The relationship could be formalized gradually in different stages. This process could be promoted by a memorandum of understanding aimed at defining and prioritizing areas of useful interaction. Such a memorandum, especially between the senior management of both offices, would clearly be preferable to a formal written legal agreement. Respondents stated that uch a memorandum would result in more affinity between the parties.
Better Communication and More Readiness to Consult
The relationship needs to be nourished through regular and open communication on matters of mutual interest. Specifically, such communication would be beneficial at each stage of the audit process to ensure the best possible results. Periodic meetings at the senior management level, perhaps every quarter, would also be helpful if they involved discussions of general issues of concern identified during the audits.
Moreover arrangements could be made to routinely exchange reports and useful working papers between the two institutions without each party having to wait for a specific request, as long as there are no data security or confidentiality issues. However, some claimed that this would inevitably result in exchanging documentation that would never actually be used. To avoid this problem, information to be shared in this way could be of only a general nature, such as comments on the overall deficiencies found in specific departments, particularly in the initial stages.
Moreover, ISSAI 1610, Using the Work of Internal Auditors, acknowledges the need for a point of reference between internal and external auditors. Yet, as has been seen, better coordination could be achieved if both parties expressed more willingness to consult each other. Admittedly, this is not an easy task because staff members on each side are yet to be convinced that such consultation will actually lead to a win-win situation.
Retention of Work Records
Retaining agreed-upon records on each side and making them easily usable and available to each party would also be another step forward. As shown in figure 2, typical records to be retained and exchanged by each party could include, in addition to the audit opinion, control, compliance, and other key issues.
Of course, such a facility would enable both sets of auditors to manage their audit risks more effectively.
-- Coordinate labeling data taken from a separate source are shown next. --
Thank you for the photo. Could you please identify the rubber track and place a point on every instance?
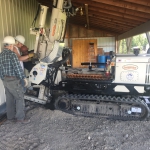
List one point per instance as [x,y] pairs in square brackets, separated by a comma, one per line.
[91,99]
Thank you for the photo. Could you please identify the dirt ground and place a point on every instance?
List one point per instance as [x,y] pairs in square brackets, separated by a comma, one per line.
[55,130]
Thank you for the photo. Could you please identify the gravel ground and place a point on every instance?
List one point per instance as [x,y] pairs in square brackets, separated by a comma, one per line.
[55,130]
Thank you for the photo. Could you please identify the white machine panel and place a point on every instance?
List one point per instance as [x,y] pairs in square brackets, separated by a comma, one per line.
[38,73]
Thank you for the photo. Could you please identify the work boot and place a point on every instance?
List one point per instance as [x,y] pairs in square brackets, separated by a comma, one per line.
[24,121]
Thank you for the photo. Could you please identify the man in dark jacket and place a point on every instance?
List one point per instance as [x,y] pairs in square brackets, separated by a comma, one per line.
[11,73]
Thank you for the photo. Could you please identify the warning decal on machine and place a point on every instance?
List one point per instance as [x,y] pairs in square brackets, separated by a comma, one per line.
[136,109]
[130,67]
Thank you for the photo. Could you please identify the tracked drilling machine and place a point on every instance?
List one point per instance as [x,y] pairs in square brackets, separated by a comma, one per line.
[120,91]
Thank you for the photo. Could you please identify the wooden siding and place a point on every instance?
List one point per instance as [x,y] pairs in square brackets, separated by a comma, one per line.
[16,17]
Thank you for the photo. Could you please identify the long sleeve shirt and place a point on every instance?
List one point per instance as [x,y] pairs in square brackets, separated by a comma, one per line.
[10,65]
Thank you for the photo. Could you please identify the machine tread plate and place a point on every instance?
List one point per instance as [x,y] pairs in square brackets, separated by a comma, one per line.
[118,108]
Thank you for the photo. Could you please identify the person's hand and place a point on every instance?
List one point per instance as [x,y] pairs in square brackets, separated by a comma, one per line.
[31,55]
[25,82]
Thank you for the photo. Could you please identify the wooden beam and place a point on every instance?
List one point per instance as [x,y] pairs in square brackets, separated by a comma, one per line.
[128,43]
[87,15]
[141,2]
[97,28]
[124,4]
[114,18]
[121,15]
[107,7]
[116,25]
[145,27]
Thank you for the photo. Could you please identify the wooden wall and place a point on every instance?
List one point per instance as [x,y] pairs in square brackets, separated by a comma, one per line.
[80,52]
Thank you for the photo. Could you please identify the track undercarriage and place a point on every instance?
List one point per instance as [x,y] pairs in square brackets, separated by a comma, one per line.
[81,101]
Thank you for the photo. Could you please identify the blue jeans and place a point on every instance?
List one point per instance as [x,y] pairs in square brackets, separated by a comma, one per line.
[23,85]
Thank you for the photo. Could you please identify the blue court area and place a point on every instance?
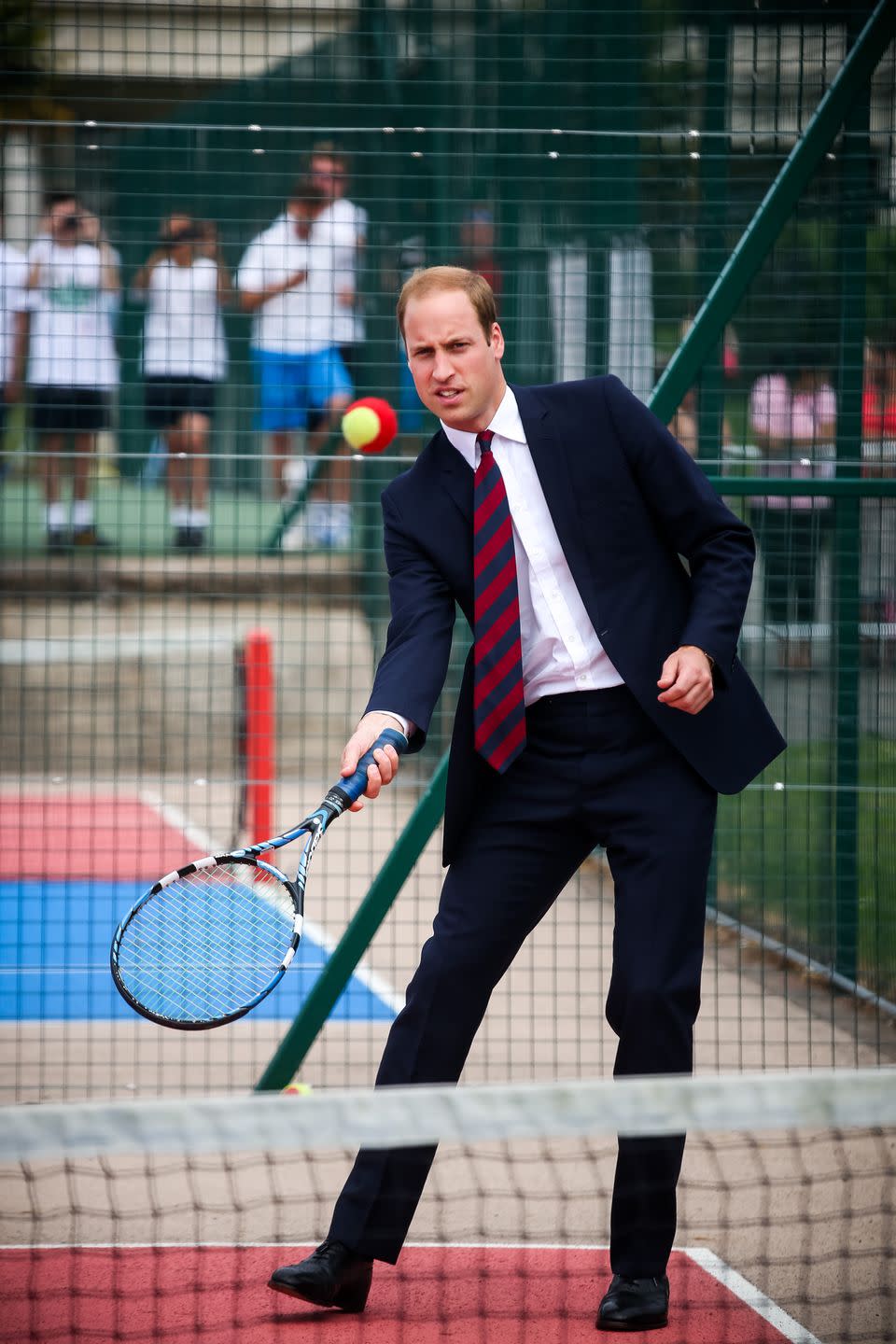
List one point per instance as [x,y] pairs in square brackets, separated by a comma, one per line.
[54,958]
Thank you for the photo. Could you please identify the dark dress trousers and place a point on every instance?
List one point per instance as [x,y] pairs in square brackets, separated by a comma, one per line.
[660,562]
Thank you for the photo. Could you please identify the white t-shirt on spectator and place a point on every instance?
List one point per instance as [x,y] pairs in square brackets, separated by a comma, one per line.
[72,319]
[299,321]
[184,330]
[342,229]
[14,273]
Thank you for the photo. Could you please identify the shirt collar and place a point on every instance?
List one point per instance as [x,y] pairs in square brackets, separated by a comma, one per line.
[505,422]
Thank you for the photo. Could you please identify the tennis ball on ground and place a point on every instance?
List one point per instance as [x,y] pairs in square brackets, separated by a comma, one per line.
[297,1089]
[370,425]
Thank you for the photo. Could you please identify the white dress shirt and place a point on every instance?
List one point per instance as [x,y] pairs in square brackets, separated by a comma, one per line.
[560,648]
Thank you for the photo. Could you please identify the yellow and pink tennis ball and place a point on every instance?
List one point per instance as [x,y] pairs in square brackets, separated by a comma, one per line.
[370,425]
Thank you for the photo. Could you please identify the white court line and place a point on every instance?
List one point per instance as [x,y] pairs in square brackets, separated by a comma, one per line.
[204,845]
[752,1295]
[155,645]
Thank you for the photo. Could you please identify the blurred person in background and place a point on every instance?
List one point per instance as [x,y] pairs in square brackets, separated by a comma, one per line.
[184,286]
[794,425]
[14,275]
[285,280]
[342,231]
[879,515]
[66,338]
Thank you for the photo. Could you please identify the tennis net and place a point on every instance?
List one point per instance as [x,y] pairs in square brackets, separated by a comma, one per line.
[162,1221]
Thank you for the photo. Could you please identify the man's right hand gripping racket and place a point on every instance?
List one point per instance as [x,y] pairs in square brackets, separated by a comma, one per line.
[207,943]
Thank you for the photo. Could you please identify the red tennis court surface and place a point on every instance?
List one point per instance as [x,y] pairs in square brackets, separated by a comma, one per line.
[122,839]
[510,1295]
For example, when doing an audit plan, both offices would know whether a particular area was high risk or not.
The relationship between the NAO and the IAID cannot progress further unless more resources are dedicated to having an internal audit unit within every ministry, which is as yet not the case. This would require that the internal audit function be decentralized while retaining a central monitoring unit. In addition, audit committees at the level of each ministry would also provide an opportunity for external and internal auditors and directors to have a meeting of the minds at this decentralized level. Figure 3 illustrates this model for a decentralized internal audit function with links to external auditors.
A structure such as that suggested above would ensure a balance between the decentralization needed for internal auditing (thus securing its relevance) and the consolidation of an oversight function to keep in view the overall national audit picture in close collaboration with external auditors.
In the public sector in Malta, both internal and external auditors need to gain more standing in each other’s eyes. For this to occur, a number of steps may be taken that will also enhance both audit efficiency and effectiveness. Within a holistic spectrum of government audit activities, the key is for the two functions to be and to be seen as complementing each other, rather than as treading on each other’s toes.